-
Notifications
You must be signed in to change notification settings - Fork 225
Description
Hi,
When using aiter.flash_attn_func I noticed it has large launch overhead. When investigating I noticed that the following happens in aiter/aiter/jit/core.py lines 818 - 823 in the following code segment:
if module is None:
try:
module = get_module(md_name)
except Exception:
md = custom_build_args.get("md_name", md_name)

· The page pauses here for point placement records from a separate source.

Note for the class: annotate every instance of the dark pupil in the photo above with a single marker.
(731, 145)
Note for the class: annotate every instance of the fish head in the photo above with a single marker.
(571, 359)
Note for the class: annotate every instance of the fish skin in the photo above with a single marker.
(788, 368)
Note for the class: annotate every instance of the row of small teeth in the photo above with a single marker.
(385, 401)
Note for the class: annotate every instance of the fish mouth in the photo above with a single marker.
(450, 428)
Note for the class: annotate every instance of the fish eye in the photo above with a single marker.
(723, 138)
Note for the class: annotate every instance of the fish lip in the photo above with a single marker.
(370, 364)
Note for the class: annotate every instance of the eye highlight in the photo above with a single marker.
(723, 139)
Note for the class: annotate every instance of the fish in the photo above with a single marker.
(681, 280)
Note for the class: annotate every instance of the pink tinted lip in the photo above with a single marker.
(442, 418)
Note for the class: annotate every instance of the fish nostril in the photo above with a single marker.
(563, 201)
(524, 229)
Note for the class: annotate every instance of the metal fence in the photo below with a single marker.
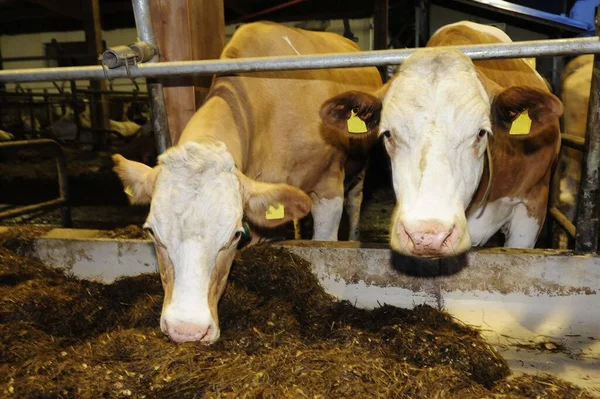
(586, 228)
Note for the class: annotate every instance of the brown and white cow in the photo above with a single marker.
(575, 95)
(437, 116)
(257, 142)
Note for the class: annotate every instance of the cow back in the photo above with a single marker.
(276, 114)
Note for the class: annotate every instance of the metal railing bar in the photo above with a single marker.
(535, 48)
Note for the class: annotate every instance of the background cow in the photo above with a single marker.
(575, 94)
(256, 149)
(437, 116)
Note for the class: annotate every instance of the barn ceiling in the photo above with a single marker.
(32, 16)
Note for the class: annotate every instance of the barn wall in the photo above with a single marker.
(33, 45)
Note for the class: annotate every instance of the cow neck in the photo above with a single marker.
(215, 120)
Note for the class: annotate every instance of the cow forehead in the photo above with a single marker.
(197, 195)
(436, 88)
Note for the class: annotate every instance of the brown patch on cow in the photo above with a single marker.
(336, 111)
(522, 165)
(258, 197)
(218, 281)
(543, 107)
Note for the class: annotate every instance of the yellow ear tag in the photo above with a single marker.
(274, 213)
(521, 125)
(356, 125)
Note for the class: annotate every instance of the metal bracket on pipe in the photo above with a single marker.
(119, 56)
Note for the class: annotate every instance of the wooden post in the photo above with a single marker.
(381, 27)
(99, 108)
(187, 30)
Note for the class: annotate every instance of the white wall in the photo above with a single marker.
(29, 45)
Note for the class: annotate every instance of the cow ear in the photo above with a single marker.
(137, 178)
(270, 205)
(541, 107)
(354, 112)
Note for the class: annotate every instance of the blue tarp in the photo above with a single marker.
(585, 11)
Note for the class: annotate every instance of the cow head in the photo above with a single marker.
(435, 118)
(197, 201)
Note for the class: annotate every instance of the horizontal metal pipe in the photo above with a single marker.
(563, 221)
(576, 142)
(535, 48)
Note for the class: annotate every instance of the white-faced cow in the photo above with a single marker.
(437, 116)
(256, 146)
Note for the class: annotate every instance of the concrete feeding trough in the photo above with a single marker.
(540, 308)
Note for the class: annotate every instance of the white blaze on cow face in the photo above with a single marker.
(435, 119)
(196, 216)
(198, 199)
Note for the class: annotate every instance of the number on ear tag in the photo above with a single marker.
(356, 125)
(521, 125)
(274, 213)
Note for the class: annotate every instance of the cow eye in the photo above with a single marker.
(149, 230)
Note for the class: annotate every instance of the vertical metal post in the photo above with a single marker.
(160, 124)
(48, 107)
(586, 239)
(381, 25)
(31, 113)
(76, 109)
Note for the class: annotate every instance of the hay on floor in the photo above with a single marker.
(282, 337)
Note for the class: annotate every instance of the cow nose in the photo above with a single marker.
(186, 332)
(430, 237)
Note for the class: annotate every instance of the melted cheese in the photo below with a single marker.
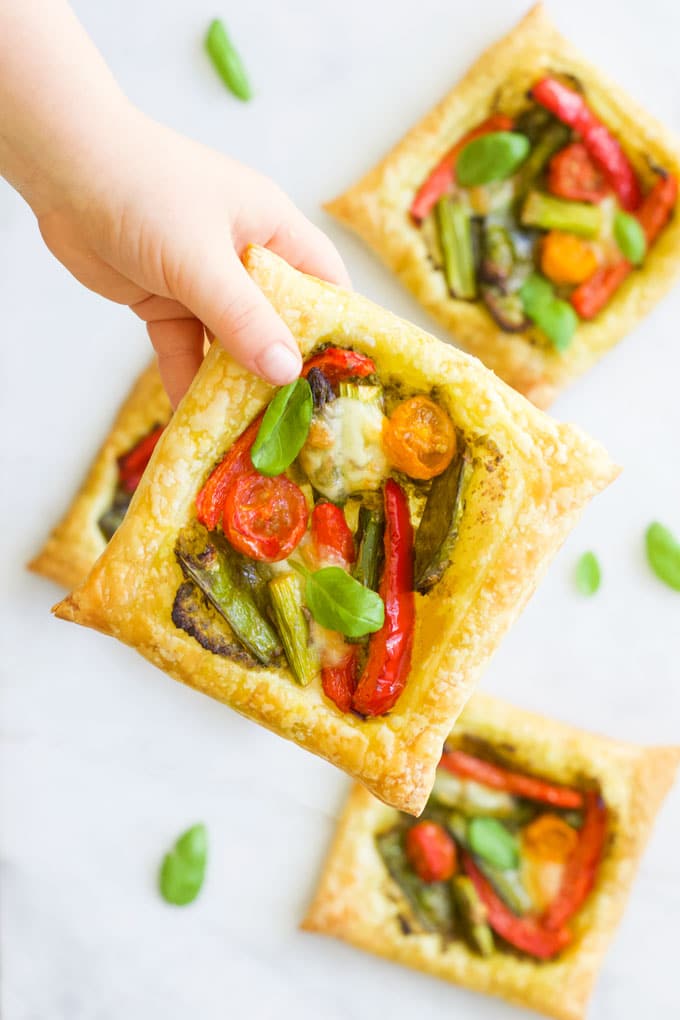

module = get_module(md)- It always calls get_module with module_mha_fwd
- That call chain throws an exception from:
__mds[md_name] = importlib.import_module(f"{__package__}.{md_name}")with info: No module named 'aiter.jit.module_mha_fwd'
(This Happens for every call to flash_attn_func and looks like similar thing happens for the backward pass)
- It goes to the exception path in the code below and calls get_module with: mha_fwd_bf16_nbias_nmask_nlse_ndropout_nqscale and it works as intended.
In my super simple test script the launch overhead can be 2-3x faster by just commenting out the path which tries get_module with module_mha_fwd. going from around 230us => 83us. For comparison in my application the actual attn kernels take less than 100us so it's quite large overhead.
I tested with this setup:
docker image: rocm/pytorch:rocm7.1_ubuntu22.04_py3.10_pytorch_release_2.8.0
aiter commit: 7ee5bc8
aiter installation with:
git clone --recursive https://github.com/ROCm/aiter.git
cd aiter
python3 setup.py developpython module:
import torch
import aiter
if __name__ == "__main__":
torch.manual_seed(1234)
device = torch.device("cuda")
dtype = torch.bfloat16
batch_size, seqlen, num_heads, head_dim = 1, 128, 8, 64
q = torch.randn(batch_size, seqlen, num_heads, head_dim, device=device, dtype=dtype)
k = torch.randn_like(q)
v = torch.randn_like(q)
for _ in range(5):
out = aiter.flash_attn_func(q, k, v)Question is can we get rid of the behavior that it always tries get_module with module_mha_fwd and fails every time we call aiter.flash_attn_func and similarly for the backward pass.